[doc] split "Other AI Accelerators" tabs (#19708)

2025-06-17 09:05:29 -04:00
parent 154d063b9f
commit 93aee29fdb
6 changed files with 69 additions and 217 deletions
--- a/docs/getting_started/installation/google_tpu.md
+++ b/docs/getting_started/installation/google_tpu.md
@@ -0,0 +1,190 @@
+# Google TPU
+
+Tensor Processing Units (TPUs) are Google's custom-developed application-specific
+integrated circuits (ASICs) used to accelerate machine learning workloads. TPUs
+are available in different versions each with different hardware specifications.
+For more information about TPUs, see [TPU System Architecture](https://cloud.google.com/tpu/docs/system-architecture-tpu-vm).
+For more information on the TPU versions supported with vLLM, see:
+
+- [TPU v6e](https://cloud.google.com/tpu/docs/v6e)

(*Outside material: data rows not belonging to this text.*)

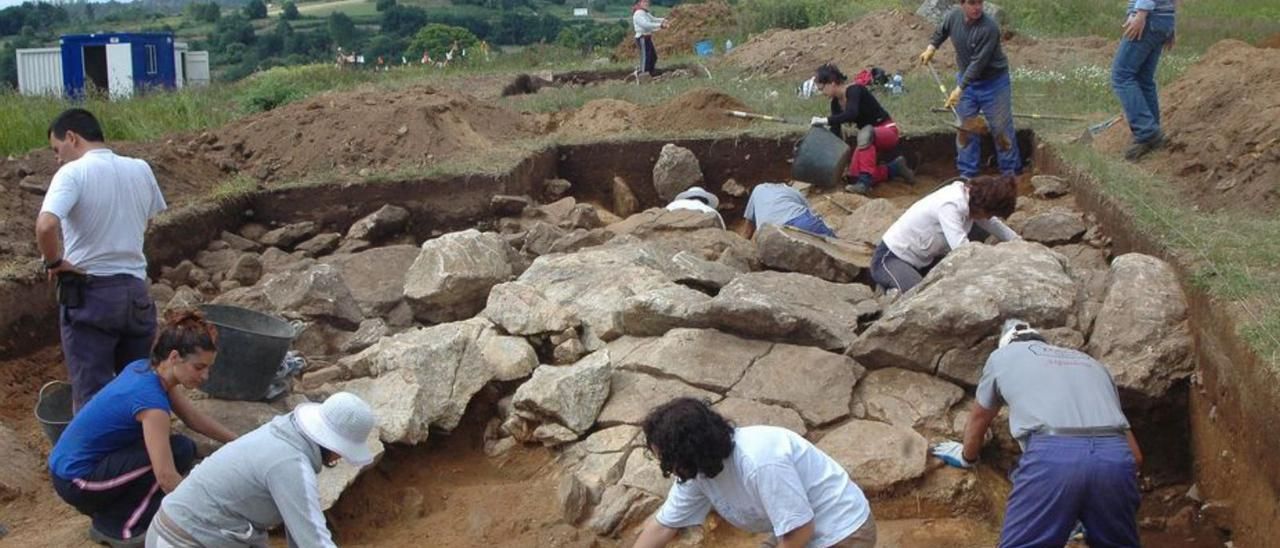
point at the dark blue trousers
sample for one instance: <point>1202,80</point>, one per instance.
<point>1061,480</point>
<point>122,493</point>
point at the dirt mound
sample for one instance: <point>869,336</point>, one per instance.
<point>1223,120</point>
<point>892,40</point>
<point>371,128</point>
<point>690,23</point>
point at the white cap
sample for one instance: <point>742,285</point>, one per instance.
<point>699,193</point>
<point>1014,328</point>
<point>341,424</point>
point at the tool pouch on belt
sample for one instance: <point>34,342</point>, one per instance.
<point>71,290</point>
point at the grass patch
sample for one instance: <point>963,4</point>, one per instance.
<point>1230,255</point>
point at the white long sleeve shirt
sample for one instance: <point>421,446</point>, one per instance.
<point>937,224</point>
<point>645,23</point>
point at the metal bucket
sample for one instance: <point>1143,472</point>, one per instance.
<point>821,159</point>
<point>250,348</point>
<point>54,409</point>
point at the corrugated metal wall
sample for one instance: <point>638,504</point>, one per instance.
<point>40,71</point>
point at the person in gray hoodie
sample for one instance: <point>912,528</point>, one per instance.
<point>266,478</point>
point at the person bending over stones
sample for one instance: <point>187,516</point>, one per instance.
<point>1079,459</point>
<point>781,205</point>
<point>938,223</point>
<point>876,132</point>
<point>117,459</point>
<point>762,479</point>
<point>266,478</point>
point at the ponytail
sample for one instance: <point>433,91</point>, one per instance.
<point>186,332</point>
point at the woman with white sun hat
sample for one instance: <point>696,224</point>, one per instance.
<point>266,478</point>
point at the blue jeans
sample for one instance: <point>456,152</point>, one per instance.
<point>1061,480</point>
<point>993,97</point>
<point>809,222</point>
<point>1133,77</point>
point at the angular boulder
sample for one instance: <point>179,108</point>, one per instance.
<point>452,275</point>
<point>675,172</point>
<point>877,456</point>
<point>794,250</point>
<point>1142,332</point>
<point>949,323</point>
<point>816,383</point>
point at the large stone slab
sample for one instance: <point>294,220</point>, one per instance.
<point>452,275</point>
<point>792,307</point>
<point>816,383</point>
<point>376,275</point>
<point>634,394</point>
<point>1142,332</point>
<point>905,398</point>
<point>877,456</point>
<point>960,305</point>
<point>703,357</point>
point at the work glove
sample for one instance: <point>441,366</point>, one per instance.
<point>951,453</point>
<point>927,55</point>
<point>952,100</point>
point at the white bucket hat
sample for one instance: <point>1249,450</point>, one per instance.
<point>1013,328</point>
<point>699,193</point>
<point>341,424</point>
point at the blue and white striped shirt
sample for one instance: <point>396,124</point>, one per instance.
<point>1153,7</point>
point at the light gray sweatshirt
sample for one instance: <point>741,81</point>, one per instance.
<point>255,483</point>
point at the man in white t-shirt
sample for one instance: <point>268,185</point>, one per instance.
<point>760,479</point>
<point>90,232</point>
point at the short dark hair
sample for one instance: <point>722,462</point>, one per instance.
<point>996,196</point>
<point>186,332</point>
<point>78,120</point>
<point>830,73</point>
<point>690,438</point>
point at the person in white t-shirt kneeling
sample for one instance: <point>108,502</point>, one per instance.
<point>760,479</point>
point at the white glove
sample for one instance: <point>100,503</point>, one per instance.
<point>951,453</point>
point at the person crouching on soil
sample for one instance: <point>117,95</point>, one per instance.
<point>938,223</point>
<point>876,132</point>
<point>266,478</point>
<point>117,459</point>
<point>762,479</point>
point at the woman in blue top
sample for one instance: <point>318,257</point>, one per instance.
<point>118,455</point>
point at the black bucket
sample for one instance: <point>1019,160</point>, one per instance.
<point>821,159</point>
<point>250,348</point>
<point>54,409</point>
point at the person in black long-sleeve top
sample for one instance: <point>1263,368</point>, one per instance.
<point>877,133</point>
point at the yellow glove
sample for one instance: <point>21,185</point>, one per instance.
<point>927,55</point>
<point>954,99</point>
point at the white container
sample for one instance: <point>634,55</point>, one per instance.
<point>40,71</point>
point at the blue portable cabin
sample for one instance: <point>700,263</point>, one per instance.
<point>118,62</point>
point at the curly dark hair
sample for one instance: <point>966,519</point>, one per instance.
<point>830,73</point>
<point>689,437</point>
<point>995,196</point>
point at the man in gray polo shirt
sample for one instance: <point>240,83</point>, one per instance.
<point>1079,460</point>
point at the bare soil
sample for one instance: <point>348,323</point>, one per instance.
<point>690,23</point>
<point>892,40</point>
<point>1223,123</point>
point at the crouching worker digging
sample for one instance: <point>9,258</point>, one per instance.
<point>762,479</point>
<point>266,478</point>
<point>117,459</point>
<point>1079,460</point>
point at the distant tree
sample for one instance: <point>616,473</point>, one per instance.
<point>342,30</point>
<point>255,9</point>
<point>437,39</point>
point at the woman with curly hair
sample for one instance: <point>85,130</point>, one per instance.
<point>942,222</point>
<point>762,479</point>
<point>118,457</point>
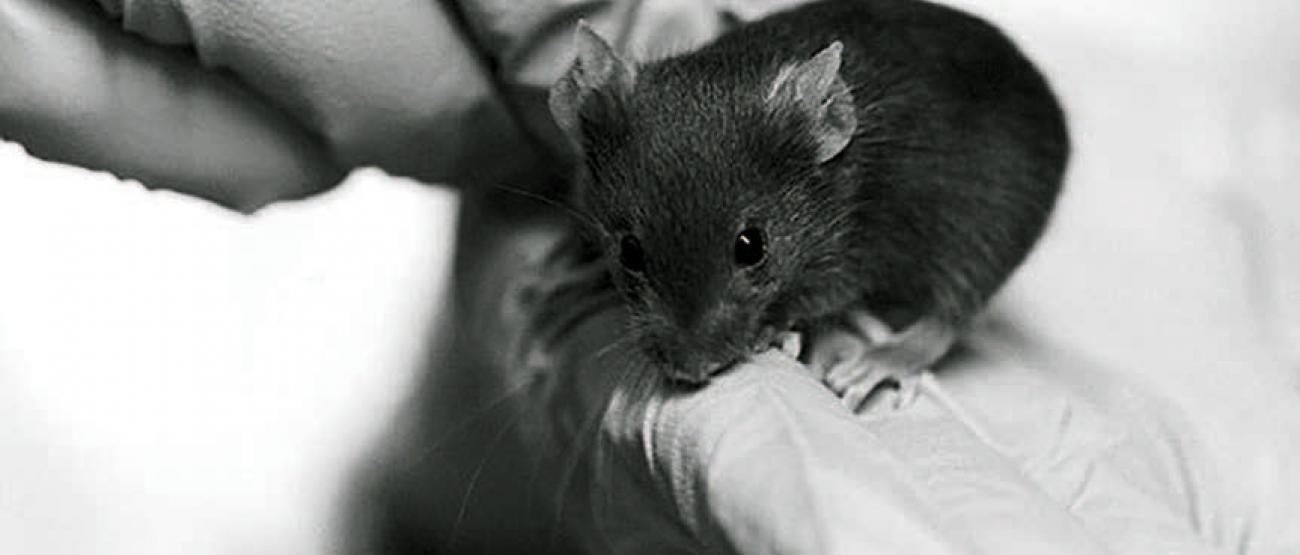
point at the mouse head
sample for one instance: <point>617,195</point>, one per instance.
<point>710,180</point>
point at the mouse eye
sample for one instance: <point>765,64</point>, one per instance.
<point>749,247</point>
<point>631,254</point>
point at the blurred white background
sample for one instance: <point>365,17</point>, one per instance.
<point>176,376</point>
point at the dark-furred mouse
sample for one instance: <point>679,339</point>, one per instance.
<point>896,156</point>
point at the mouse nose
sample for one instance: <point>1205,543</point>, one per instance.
<point>696,371</point>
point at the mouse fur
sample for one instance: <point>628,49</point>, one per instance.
<point>895,155</point>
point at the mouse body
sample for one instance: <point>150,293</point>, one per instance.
<point>892,156</point>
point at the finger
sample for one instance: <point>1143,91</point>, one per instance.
<point>391,85</point>
<point>77,90</point>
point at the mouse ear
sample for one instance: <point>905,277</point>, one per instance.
<point>596,69</point>
<point>817,91</point>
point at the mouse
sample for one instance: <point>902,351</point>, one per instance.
<point>876,164</point>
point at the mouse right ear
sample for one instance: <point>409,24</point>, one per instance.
<point>596,70</point>
<point>817,91</point>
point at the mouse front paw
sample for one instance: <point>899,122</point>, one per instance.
<point>866,363</point>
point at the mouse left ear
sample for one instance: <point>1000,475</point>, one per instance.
<point>597,69</point>
<point>815,91</point>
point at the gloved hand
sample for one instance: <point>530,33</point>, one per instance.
<point>251,102</point>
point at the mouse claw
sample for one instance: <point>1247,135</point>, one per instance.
<point>862,389</point>
<point>791,343</point>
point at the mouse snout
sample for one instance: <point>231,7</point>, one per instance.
<point>694,372</point>
<point>689,363</point>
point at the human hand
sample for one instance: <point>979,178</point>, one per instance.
<point>248,103</point>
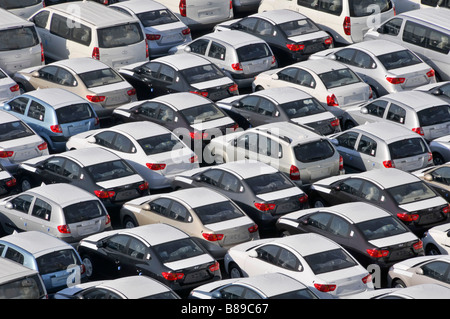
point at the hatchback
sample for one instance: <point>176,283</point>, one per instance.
<point>377,145</point>
<point>239,54</point>
<point>58,262</point>
<point>55,114</point>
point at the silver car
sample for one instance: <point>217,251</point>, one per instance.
<point>382,145</point>
<point>387,67</point>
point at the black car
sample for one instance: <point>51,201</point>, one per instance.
<point>179,73</point>
<point>292,36</point>
<point>94,169</point>
<point>159,251</point>
<point>369,233</point>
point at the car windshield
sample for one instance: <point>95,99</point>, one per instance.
<point>314,151</point>
<point>434,115</point>
<point>298,27</point>
<point>202,73</point>
<point>160,144</point>
<point>202,113</point>
<point>412,192</point>
<point>177,250</point>
<point>156,17</point>
<point>83,211</point>
<point>110,170</point>
<point>74,113</point>
<point>398,59</point>
<point>337,78</point>
<point>100,77</point>
<point>330,260</point>
<point>268,183</point>
<point>217,212</point>
<point>14,130</point>
<point>300,108</point>
<point>381,228</point>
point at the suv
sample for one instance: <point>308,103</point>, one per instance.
<point>295,150</point>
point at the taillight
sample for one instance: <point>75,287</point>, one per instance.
<point>347,26</point>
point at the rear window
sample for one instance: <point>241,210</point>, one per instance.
<point>434,115</point>
<point>120,35</point>
<point>14,130</point>
<point>398,59</point>
<point>217,212</point>
<point>407,147</point>
<point>19,38</point>
<point>74,113</point>
<point>82,211</point>
<point>314,151</point>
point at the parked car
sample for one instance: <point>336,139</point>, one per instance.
<point>203,213</point>
<point>265,286</point>
<point>318,262</point>
<point>20,282</point>
<point>420,270</point>
<point>436,241</point>
<point>158,251</point>
<point>64,211</point>
<point>18,142</point>
<point>132,287</point>
<point>96,170</point>
<point>281,104</point>
<point>240,55</point>
<point>91,79</point>
<point>163,29</point>
<point>179,73</point>
<point>291,35</point>
<point>152,150</point>
<point>382,145</point>
<point>369,233</point>
<point>58,262</point>
<point>399,192</point>
<point>55,114</point>
<point>259,189</point>
<point>420,112</point>
<point>191,117</point>
<point>386,66</point>
<point>331,82</point>
<point>297,151</point>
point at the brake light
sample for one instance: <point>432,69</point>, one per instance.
<point>347,26</point>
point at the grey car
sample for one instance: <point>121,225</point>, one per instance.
<point>382,145</point>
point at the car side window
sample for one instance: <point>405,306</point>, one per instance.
<point>41,209</point>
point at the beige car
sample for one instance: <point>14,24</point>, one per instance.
<point>200,212</point>
<point>91,79</point>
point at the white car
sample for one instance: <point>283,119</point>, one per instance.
<point>152,150</point>
<point>436,240</point>
<point>331,82</point>
<point>318,262</point>
<point>387,67</point>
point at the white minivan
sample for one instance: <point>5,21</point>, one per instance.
<point>345,20</point>
<point>89,29</point>
<point>20,44</point>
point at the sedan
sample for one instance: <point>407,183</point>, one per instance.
<point>397,191</point>
<point>386,66</point>
<point>371,234</point>
<point>96,170</point>
<point>420,270</point>
<point>158,251</point>
<point>316,261</point>
<point>331,82</point>
<point>89,78</point>
<point>216,221</point>
<point>291,35</point>
<point>179,73</point>
<point>152,150</point>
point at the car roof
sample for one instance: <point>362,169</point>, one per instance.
<point>56,97</point>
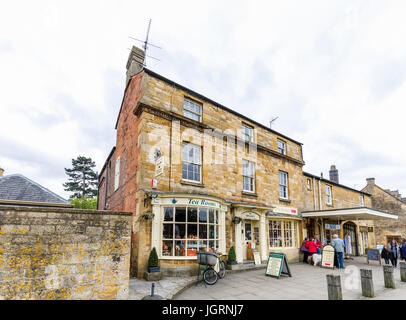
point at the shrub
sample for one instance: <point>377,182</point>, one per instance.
<point>84,203</point>
<point>153,258</point>
<point>231,255</point>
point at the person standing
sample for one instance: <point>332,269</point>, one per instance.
<point>305,251</point>
<point>385,255</point>
<point>312,246</point>
<point>316,241</point>
<point>394,249</point>
<point>338,245</point>
<point>403,250</point>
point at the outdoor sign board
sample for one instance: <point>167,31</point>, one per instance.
<point>277,264</point>
<point>333,226</point>
<point>257,258</point>
<point>373,254</point>
<point>286,210</point>
<point>327,257</point>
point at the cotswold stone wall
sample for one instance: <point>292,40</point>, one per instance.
<point>50,253</point>
<point>381,200</point>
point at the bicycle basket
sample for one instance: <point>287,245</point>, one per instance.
<point>206,258</point>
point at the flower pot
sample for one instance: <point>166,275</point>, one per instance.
<point>153,269</point>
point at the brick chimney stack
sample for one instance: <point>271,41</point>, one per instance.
<point>371,181</point>
<point>333,174</point>
<point>135,62</point>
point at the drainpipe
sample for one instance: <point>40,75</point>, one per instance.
<point>314,193</point>
<point>320,205</point>
<point>107,181</point>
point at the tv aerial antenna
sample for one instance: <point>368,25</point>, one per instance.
<point>270,122</point>
<point>146,43</point>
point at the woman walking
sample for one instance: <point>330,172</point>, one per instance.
<point>394,248</point>
<point>305,251</point>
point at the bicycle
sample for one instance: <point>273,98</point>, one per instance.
<point>210,260</point>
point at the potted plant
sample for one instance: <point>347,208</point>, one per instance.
<point>153,265</point>
<point>232,260</point>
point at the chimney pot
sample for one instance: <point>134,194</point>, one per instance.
<point>371,181</point>
<point>333,174</point>
<point>135,62</point>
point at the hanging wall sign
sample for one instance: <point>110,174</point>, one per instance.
<point>159,166</point>
<point>277,265</point>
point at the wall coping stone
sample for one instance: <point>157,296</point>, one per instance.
<point>62,210</point>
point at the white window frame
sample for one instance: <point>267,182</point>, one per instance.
<point>247,175</point>
<point>217,225</point>
<point>329,197</point>
<point>247,133</point>
<point>282,185</point>
<point>186,110</point>
<point>282,231</point>
<point>117,174</point>
<point>281,146</point>
<point>199,164</point>
<point>309,184</point>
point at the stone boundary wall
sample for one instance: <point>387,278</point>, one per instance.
<point>53,253</point>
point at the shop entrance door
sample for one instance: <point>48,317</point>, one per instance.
<point>250,237</point>
<point>349,228</point>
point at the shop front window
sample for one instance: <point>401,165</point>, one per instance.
<point>283,234</point>
<point>288,234</point>
<point>186,230</point>
<point>275,234</point>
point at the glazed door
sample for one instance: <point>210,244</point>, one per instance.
<point>247,236</point>
<point>350,229</point>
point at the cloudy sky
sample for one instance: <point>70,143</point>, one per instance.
<point>334,73</point>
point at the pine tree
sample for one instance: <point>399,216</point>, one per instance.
<point>82,179</point>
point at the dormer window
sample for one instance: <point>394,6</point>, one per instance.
<point>248,133</point>
<point>281,146</point>
<point>192,110</point>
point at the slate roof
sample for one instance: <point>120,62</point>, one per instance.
<point>16,187</point>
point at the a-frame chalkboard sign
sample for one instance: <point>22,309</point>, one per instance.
<point>277,265</point>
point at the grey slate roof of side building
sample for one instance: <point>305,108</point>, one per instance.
<point>16,187</point>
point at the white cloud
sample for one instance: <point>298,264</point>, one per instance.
<point>333,72</point>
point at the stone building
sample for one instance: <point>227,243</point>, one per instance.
<point>330,207</point>
<point>16,189</point>
<point>198,175</point>
<point>386,200</point>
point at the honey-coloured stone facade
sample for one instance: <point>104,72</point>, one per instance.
<point>63,254</point>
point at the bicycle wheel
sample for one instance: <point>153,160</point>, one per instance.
<point>210,276</point>
<point>222,267</point>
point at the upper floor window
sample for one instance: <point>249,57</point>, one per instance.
<point>192,110</point>
<point>248,175</point>
<point>281,146</point>
<point>191,162</point>
<point>283,185</point>
<point>329,199</point>
<point>117,174</point>
<point>248,133</point>
<point>309,184</point>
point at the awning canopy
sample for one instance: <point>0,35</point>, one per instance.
<point>361,213</point>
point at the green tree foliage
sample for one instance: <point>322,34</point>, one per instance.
<point>84,203</point>
<point>231,255</point>
<point>153,258</point>
<point>82,179</point>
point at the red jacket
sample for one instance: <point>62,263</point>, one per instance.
<point>312,246</point>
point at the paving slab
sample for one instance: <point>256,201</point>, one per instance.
<point>307,282</point>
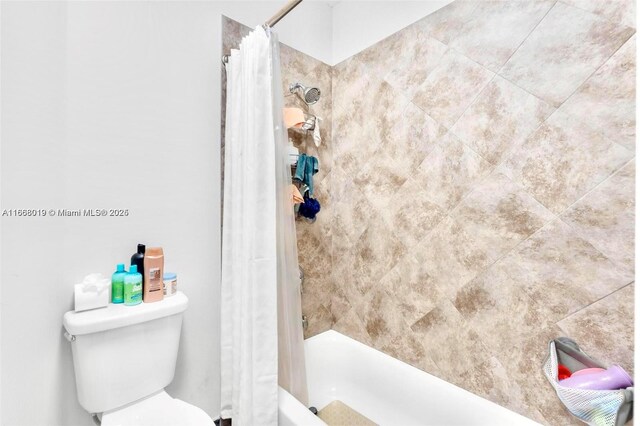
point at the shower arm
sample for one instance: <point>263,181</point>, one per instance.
<point>272,21</point>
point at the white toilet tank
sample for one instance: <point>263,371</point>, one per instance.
<point>124,353</point>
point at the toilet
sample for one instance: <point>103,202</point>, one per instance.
<point>124,357</point>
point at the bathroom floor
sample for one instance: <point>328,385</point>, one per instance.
<point>337,413</point>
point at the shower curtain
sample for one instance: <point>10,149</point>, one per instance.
<point>261,339</point>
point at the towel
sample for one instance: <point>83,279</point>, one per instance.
<point>309,208</point>
<point>306,168</point>
<point>293,117</point>
<point>296,195</point>
<point>316,132</point>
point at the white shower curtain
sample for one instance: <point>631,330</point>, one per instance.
<point>261,340</point>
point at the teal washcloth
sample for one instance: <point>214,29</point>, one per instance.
<point>306,168</point>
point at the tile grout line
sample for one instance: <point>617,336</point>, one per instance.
<point>557,323</point>
<point>523,40</point>
<point>624,42</point>
<point>596,186</point>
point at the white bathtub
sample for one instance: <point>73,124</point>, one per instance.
<point>384,389</point>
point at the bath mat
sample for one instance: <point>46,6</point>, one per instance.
<point>337,413</point>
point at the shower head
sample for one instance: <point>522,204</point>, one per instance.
<point>310,95</point>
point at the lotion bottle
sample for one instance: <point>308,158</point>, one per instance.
<point>153,271</point>
<point>117,284</point>
<point>138,259</point>
<point>133,287</point>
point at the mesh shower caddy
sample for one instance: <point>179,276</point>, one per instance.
<point>594,407</point>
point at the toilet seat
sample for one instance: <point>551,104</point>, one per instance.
<point>157,410</point>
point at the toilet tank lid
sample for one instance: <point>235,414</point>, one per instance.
<point>119,315</point>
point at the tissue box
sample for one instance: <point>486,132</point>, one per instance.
<point>93,292</point>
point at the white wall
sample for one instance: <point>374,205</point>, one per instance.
<point>359,24</point>
<point>109,105</point>
<point>306,28</point>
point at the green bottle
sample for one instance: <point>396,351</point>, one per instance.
<point>133,287</point>
<point>117,284</point>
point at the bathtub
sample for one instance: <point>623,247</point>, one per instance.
<point>384,389</point>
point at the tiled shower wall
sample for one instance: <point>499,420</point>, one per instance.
<point>478,194</point>
<point>483,193</point>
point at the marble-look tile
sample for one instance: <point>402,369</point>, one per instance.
<point>376,252</point>
<point>350,80</point>
<point>339,303</point>
<point>449,171</point>
<point>415,58</point>
<point>408,348</point>
<point>343,261</point>
<point>618,11</point>
<point>313,294</point>
<point>500,215</point>
<point>497,29</point>
<point>295,66</point>
<point>415,291</point>
<point>351,325</point>
<point>490,380</point>
<point>411,214</point>
<point>604,329</point>
<point>451,87</point>
<point>412,137</point>
<point>377,310</point>
<point>562,160</point>
<point>606,101</point>
<point>351,216</point>
<point>379,179</point>
<point>451,256</point>
<point>564,49</point>
<point>492,297</point>
<point>561,270</point>
<point>316,266</point>
<point>449,342</point>
<point>606,216</point>
<point>500,118</point>
<point>319,321</point>
<point>523,361</point>
<point>353,141</point>
<point>447,22</point>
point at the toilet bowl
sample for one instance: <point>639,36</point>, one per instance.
<point>124,357</point>
<point>157,410</point>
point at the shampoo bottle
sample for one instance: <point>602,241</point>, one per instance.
<point>138,259</point>
<point>133,287</point>
<point>117,284</point>
<point>153,271</point>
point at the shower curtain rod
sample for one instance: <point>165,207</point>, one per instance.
<point>273,20</point>
<point>282,13</point>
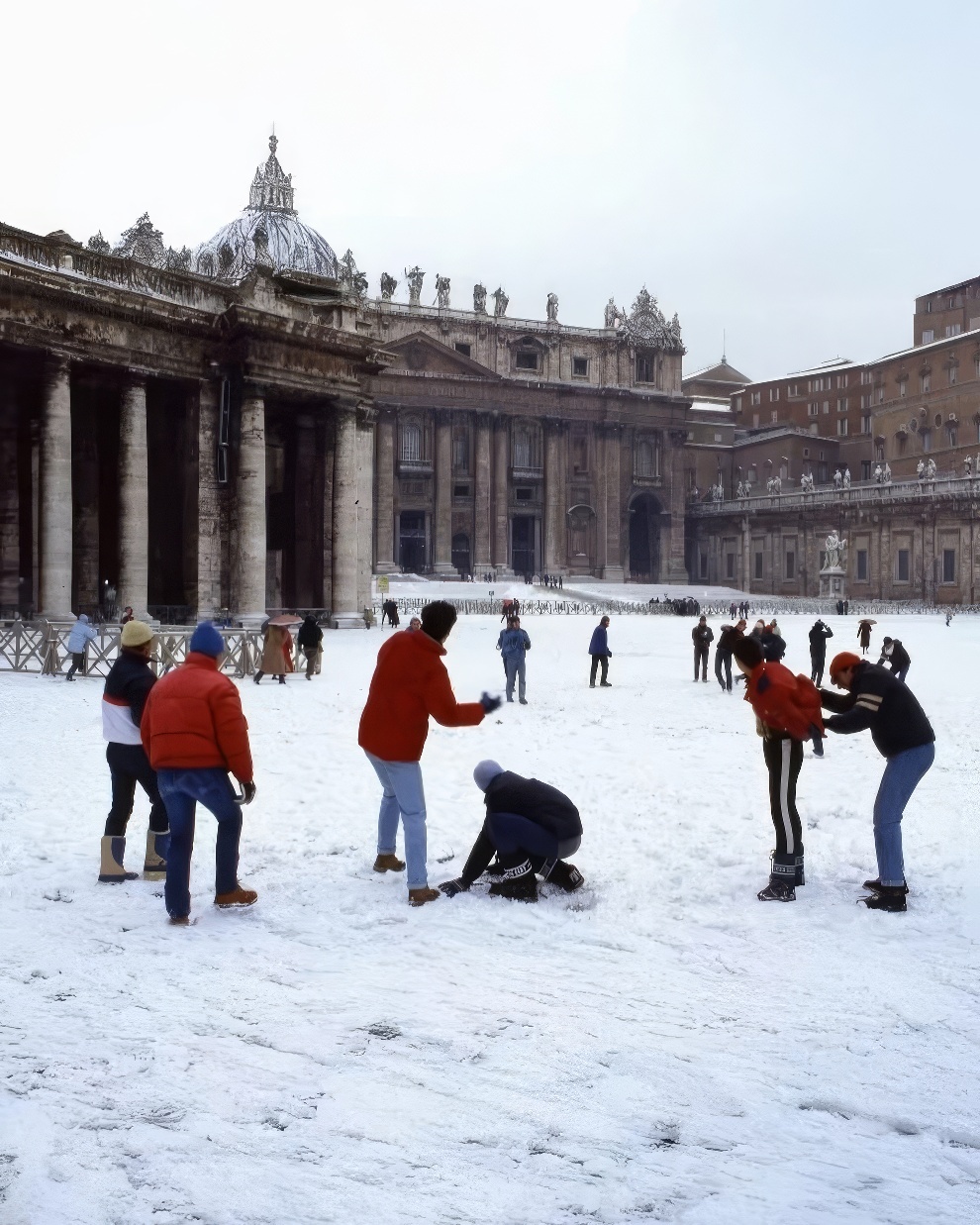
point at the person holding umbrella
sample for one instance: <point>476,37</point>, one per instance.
<point>277,648</point>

+- [TPU v5e](https://cloud.google.com/tpu/docs/v5e)
+- [TPU v5p](https://cloud.google.com/tpu/docs/v5p)
+- [TPU v4](https://cloud.google.com/tpu/docs/v4)
+
+These TPU versions allow you to configure the physical arrangements of the TPU
+chips. This can improve throughput and networking performance. For more
+information see:
+
+- [TPU v6e topologies](https://cloud.google.com/tpu/docs/v6e#configurations)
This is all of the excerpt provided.